Capítulo Oito: Descoberta
Ao adentrar a cidade, Yang Yifan conduziu Zhao Wenhua e He Qingxiang através de quase toda a antiga Xingcheng. Somente à tarde conseguiu entregá-los com segurança a um ponto de contato: o Restaurante Saboroso, situado na Rua Zhongxing, no distrito de Yuping. Após confiá-los ao proprietário, Xie Chunlei, Yang Yifan retornou pelo mesmo caminho, deixando He Qingxiang encarregada de cuidar de Zhao Wenhua.
— Podem se instalar tranquilamente. Qualquer necessidade, avisem-me sem demora — disse Xie Chunlei, homem de mais de quarenta anos, trajando uma longa túnica que lhe conferia ares de um pequeno comerciante. Na verdade, era um experiente membro da resistência clandestina, e aquele posto de ligação fora erguido por suas próprias mãos.

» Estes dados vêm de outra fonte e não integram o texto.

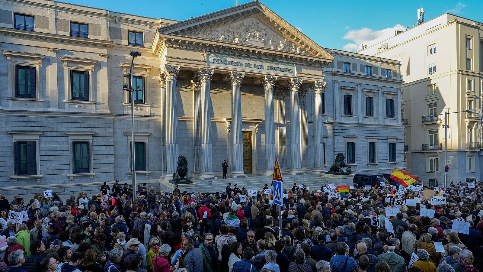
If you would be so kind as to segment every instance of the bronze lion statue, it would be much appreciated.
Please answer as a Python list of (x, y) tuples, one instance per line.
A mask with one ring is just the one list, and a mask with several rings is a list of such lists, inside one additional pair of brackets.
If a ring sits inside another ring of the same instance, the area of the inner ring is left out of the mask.
[(176, 172), (173, 173), (173, 179), (177, 174), (180, 177), (180, 180), (185, 180), (189, 181), (186, 178), (186, 175), (188, 173), (188, 161), (186, 157), (181, 155), (178, 157), (178, 166), (176, 167)]
[(345, 156), (341, 152), (337, 154), (337, 155), (335, 156), (335, 160), (334, 161), (334, 164), (330, 167), (330, 172), (344, 173), (344, 170), (342, 169), (343, 167), (347, 168), (346, 170), (347, 173), (352, 172), (352, 169), (351, 168), (351, 166), (347, 165), (344, 162), (344, 160), (345, 159)]

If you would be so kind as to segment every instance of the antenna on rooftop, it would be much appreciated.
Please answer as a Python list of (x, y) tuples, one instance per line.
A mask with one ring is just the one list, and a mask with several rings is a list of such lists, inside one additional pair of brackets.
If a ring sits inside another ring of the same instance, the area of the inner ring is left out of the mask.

— Preciso sair — anunciou He Qingxiang, pois era necessário contactar um médico para a cirurgia de Zhao Wenhua. Antes de ingressar na revolução, sua família residia em Xingcheng. Embora já houvesse rompido com aquele lar decadente, ainda restavam alguns vínculos; conseguir um médico de confiança não seria problema.
— Isso não é possível. Seus movimentos aqui devem seguir minhas orientações. A partir de agora, vocês são meus parentes do campo — retrucou Xie Chunlei, posicionando-se à frente de He Qingxiang. Já fora avisado da situação e providenciara o médico; à noite, Zhao Wenhua seria operado.
— A situação do camarada Zhao é urgente. Se continuarmos aguardando suas ordens, talvez ele perca a vida — protestou He Qingxiang, aflita. Desde o ferimento de Zhao Wenhua, já se passara um dia e uma noite; cada minuto de atraso aumentava o perigo.
— Jovem camarada... — Xie Chunlei tentou intervir.
— Não sou tão jovem assim — retrucou He Qingxiang, erguendo o peito e elevando a voz.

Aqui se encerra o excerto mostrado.